Monday, July 9, 2012

"Art ... in every lane"

It is always fascinating to discover the wellspring of artists' sources and inspiration. John Constable once remarked, "My limited and abstracted art is to be found under every hedge and in every lane, and therefore nobody thinks it worth picking up."
It is somewhat amazing to realise that he described his art as "limited and abstracted". If you look at a wide array of his paintings in oil and watercolour and his drawings, on a site such as John Constable.org, the overwhelming impression is his close, detailed attention to the flat, wide world of East Anglia.
(The oil sketch of Stoke-by-Nayland, at left, courtesy of John Constable.org is an example of his plein air work in this countryside.)

Suffolk, where he was born and mostly lived, is open to the blustery winds off the North Sea, with clouds banks shadowing the wide fields, tree-lined lanes and stretches of water (such as the Water Meadows near Salisbury, done about 1820, at right, courtesy of John Constable.org). Constable never forgot his rural surroundings, but he certainly did not show them to be limited... Abstracted, maybe, but not in the sense we tend to use "abstraction" today.

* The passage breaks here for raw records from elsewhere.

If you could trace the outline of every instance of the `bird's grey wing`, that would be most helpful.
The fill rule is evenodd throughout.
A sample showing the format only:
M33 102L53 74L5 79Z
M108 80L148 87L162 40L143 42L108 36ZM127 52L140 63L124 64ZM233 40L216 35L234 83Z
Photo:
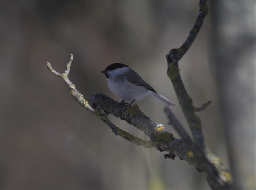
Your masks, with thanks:
M128 82L135 85L144 86L152 91L156 92L153 87L147 83L133 70L130 70L129 73L125 74L123 77L126 78Z

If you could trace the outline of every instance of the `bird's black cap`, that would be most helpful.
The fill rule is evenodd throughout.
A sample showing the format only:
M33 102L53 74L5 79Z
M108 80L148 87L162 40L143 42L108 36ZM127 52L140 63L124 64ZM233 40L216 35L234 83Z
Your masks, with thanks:
M106 67L105 70L103 70L100 72L104 73L106 72L106 71L108 71L109 70L113 70L116 69L117 68L122 68L124 66L128 66L128 65L127 65L125 64L123 64L122 63L113 63L111 65L110 65L107 67Z

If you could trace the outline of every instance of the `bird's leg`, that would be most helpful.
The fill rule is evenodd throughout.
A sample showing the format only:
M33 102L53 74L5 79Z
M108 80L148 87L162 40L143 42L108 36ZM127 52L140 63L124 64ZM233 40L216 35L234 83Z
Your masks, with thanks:
M131 107L131 104L133 104L133 103L135 101L135 100L133 100L131 102L131 103L130 103L130 104L129 104L129 107Z

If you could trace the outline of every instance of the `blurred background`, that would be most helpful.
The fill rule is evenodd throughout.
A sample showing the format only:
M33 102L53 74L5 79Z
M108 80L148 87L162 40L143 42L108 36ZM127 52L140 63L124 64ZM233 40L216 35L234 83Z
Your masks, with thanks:
M0 3L0 189L208 190L205 173L155 148L115 136L81 108L60 78L66 68L85 97L121 100L100 72L128 65L160 94L188 130L166 72L165 55L179 48L198 13L192 0L7 0ZM209 15L179 62L207 143L231 171L237 189L255 189L255 1L209 1ZM137 102L179 136L153 97ZM140 131L110 116L117 126Z

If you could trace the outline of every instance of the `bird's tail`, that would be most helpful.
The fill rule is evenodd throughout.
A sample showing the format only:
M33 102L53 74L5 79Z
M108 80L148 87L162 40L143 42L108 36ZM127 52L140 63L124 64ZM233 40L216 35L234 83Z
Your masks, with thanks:
M158 94L157 93L154 92L152 92L153 93L152 93L152 95L154 96L155 97L156 97L157 98L159 99L160 100L162 100L168 106L176 106L176 104L173 103L173 102L171 102L169 100L167 99L167 98L165 98L163 96L162 96L160 95L160 94Z

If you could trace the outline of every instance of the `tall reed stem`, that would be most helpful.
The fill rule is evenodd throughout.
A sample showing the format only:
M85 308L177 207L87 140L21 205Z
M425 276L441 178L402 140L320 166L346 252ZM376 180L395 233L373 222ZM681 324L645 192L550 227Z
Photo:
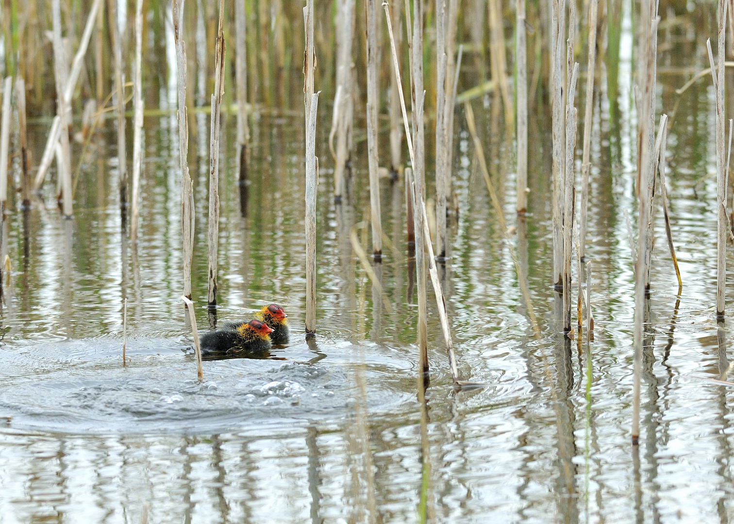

I find that it is indeed rewarding to go for a walk in our quiet neighbourhood along the riverside and by the marshes. Here too, there are always sources of ideas for drawings and paintings, and even though I know the area very well, the changes of season and light make everything fresh each time. And whilst it may be something that no one else notices, I find myself getting all excited about different things and views.
Along our sandy lane is an endless fascination for me: the remains of a cedar tree, clearly once a mighty seer, but now sinews and lace that become a myriad abstractions.
I keep drawing different portions of it in silverpoint. At left is one version of my "art ... in the lane" abstraction, "Cedar Remains". At right is a smaller drawing I have done of "Cedar Lace", also in silverpoint, which I am donating to the Newhall Art Collection, at Murray Edwards College, Cambridge, England, for their fund-raising auction in February-March. It should be up on their website in February.
Constable was indeed wise when he went seeking his art "under every hedge and in every lane". We have all benefited ever since.